The door opened a crack. One bloodshot eye appeared, then widened.
"Alexandra?" Cary's voice was shredded, unrecognizable. "What the fuck-how did you find me?"
She pushed past him into the room. It was worse than she'd imagined. Takeout containers covered every surface. The bed was unmade, sheets tangled with the remnants of clothing she didn't want to identify. A laptop sat open on the desk, its screen showing a trading platform frozen on a margin call notification. Negative seven figures. Red as arterial blood.

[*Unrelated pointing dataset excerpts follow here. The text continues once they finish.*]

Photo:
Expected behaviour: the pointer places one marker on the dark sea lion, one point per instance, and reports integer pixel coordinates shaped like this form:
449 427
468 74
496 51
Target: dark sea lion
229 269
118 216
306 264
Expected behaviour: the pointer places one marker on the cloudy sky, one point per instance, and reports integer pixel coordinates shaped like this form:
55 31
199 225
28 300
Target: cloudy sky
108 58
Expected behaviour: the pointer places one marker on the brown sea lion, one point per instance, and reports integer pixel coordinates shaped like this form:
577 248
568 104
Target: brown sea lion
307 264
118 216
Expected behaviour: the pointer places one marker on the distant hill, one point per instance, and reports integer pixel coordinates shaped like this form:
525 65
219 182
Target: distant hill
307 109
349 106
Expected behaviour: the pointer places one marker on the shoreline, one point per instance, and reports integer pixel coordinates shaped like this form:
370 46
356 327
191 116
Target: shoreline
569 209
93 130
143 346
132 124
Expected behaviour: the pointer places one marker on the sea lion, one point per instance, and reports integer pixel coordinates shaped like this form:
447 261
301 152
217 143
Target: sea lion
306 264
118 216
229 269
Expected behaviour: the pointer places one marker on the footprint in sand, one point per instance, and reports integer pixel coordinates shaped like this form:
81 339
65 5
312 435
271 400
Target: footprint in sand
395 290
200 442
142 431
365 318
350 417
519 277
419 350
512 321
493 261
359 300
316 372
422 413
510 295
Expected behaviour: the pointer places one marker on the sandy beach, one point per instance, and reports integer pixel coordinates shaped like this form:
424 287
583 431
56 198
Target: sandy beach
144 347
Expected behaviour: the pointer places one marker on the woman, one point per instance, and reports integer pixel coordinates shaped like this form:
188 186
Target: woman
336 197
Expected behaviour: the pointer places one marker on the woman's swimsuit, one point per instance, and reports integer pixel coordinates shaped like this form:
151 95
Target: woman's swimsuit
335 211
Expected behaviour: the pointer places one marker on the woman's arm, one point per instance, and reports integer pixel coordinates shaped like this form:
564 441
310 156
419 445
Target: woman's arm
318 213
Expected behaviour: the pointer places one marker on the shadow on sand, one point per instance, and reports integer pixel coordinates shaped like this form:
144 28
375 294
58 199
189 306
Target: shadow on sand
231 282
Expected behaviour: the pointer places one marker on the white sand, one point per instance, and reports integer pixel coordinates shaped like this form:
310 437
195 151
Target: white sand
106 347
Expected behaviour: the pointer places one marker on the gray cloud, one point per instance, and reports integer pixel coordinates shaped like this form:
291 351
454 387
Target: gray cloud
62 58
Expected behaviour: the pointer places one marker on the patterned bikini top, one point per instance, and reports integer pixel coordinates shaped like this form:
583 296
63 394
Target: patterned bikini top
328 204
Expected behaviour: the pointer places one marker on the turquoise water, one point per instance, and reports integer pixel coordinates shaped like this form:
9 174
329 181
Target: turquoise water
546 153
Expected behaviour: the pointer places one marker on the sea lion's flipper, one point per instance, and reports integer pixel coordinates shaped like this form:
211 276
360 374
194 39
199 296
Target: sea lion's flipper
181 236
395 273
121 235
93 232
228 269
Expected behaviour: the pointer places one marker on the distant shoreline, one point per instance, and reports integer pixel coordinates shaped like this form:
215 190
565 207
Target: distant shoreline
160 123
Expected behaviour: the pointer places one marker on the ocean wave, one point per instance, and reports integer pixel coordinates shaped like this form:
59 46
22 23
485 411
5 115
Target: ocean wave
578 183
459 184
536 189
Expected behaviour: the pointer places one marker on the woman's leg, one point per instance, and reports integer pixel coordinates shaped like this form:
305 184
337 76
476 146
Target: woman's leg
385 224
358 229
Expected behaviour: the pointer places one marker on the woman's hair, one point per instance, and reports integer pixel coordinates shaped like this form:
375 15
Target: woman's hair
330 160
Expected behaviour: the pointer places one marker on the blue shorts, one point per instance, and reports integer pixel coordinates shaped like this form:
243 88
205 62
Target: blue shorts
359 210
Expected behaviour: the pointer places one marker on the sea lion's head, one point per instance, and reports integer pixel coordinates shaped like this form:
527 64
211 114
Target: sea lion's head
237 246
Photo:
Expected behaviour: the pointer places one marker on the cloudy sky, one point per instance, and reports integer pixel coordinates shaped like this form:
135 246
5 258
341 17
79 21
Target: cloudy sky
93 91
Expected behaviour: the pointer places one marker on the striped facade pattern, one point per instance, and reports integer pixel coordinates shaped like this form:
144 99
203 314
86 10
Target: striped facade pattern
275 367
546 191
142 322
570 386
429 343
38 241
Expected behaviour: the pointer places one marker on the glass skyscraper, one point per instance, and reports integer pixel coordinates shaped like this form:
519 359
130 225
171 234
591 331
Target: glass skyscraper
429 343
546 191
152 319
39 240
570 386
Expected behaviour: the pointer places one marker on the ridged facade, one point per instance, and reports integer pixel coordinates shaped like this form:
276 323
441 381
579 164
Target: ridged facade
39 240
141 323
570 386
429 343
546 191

Cary shut the door and leaned against it, his white shirt-yesterday's victory suit-now gray with sweat and stains. His face was gray too, the handsome planes collapsed into something feral and cornered.
"You destroyed me." He said it flatly, like a weather report. "You knew. You knew exactly what would happen."
"I warned you." Alexandra removed her sunglasses and tucked them into her pocket. Her hands were steady. She had practiced this in the mirror, the way she would hold herself, the tone she would use. "I told you not to go after Holt. You didn't listen."
"Because you were supposed to help me!" He pushed off the door and staggered toward her, whiskey on his breath, desperation in his pores. "We had a plan. You and me. Get the money, get out, start over somewhere-"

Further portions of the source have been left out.